Police say officers had been put on high alert earlier in the day after receiving reports Jewish and Muslim groups were set to clash at the site.
The alert was raised after various Muslim groups posted calls online urging people to head to the compound to “protect” it after a group of Jewish pilgrims said they were planning to ascend to Judaism’s holiest site.
Police were deployed around the Temple Mount and throughout the Old City “following various calls on different Internet sites by terrorist groups calling on people to go protect the compound after calls from the extreme right to come today,” Police spokeswoman Liba Samri said.

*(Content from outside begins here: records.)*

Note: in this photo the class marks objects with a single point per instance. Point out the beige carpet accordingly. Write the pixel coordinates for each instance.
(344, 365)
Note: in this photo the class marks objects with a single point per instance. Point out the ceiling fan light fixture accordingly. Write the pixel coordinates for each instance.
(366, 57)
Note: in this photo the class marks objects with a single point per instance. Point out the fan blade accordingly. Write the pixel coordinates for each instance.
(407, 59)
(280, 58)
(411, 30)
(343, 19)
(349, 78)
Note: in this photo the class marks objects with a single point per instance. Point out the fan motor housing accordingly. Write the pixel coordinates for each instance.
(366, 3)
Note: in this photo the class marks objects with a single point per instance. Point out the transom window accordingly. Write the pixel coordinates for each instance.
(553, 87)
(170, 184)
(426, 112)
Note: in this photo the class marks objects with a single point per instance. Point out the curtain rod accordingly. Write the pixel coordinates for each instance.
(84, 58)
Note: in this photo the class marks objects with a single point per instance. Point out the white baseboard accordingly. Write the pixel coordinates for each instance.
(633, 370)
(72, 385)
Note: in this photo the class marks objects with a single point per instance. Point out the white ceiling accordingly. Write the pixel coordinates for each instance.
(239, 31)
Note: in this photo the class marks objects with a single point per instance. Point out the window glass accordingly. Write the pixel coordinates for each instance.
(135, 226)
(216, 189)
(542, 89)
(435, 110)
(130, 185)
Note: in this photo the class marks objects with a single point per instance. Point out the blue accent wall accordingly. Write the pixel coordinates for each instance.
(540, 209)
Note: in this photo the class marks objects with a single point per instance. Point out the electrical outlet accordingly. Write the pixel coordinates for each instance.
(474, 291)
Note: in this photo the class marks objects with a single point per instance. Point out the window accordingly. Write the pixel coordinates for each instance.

Over a dozen vans filled with riot police were reportedly parked by the Dung Gate near the Mughrabi ramp, which runs from the Western Wall plaza up to the Temple Mount.
On Sunday, police used tear gas to disperse Muslims who were throwing stones at tourists and police inside the compound. In that incident police arrested 18 people.
A similar protest took place last week when a group of Jewish worshippers sought access to the site.
Police say it “was not clear” why the “disturbances” broke out, but one local Arab told an AFP reporter stone throwers were targeting religious Jews who entered the site with a group of Christian tourists.
However, it was reported earlier on Tuesday that the Al-Aqsa Center had released a report that it had been informed Israeli authorities planned allow Jews access to the Temple Mount.
According to the report, Jews would be able to perform “Talmudic rituals” (i.e., pray) on the Temple Mount.
The Al Aqsa report goes on to say that Israeli police plan to use the new arrangement to “cleanse the Temple Mount of Muslims under flimsy pretexts.”
According to another plan “revealed” by the Al Aqsa Center, Jews will “freely enter the mosque” between 8 a.m. and 11 a.m., between Muslim prayer times. These alleged plans will be implemented this year.
The Temple Mount is the site of the historic Al-Aqsa Mosque (705 CE). However, it is also the site of the the Temple of Solomon (~950 BCE to 587 BCE) and the Second Temple (517 BCE to 70CE) and is indisputably Judaism’s most sacred site.
The Muslim Waqf, which Israel has allowed to manage the site since liberating the Temple Mount in 1967, has long maintained a discriminatory policy seeking to bar Jews entry to the site.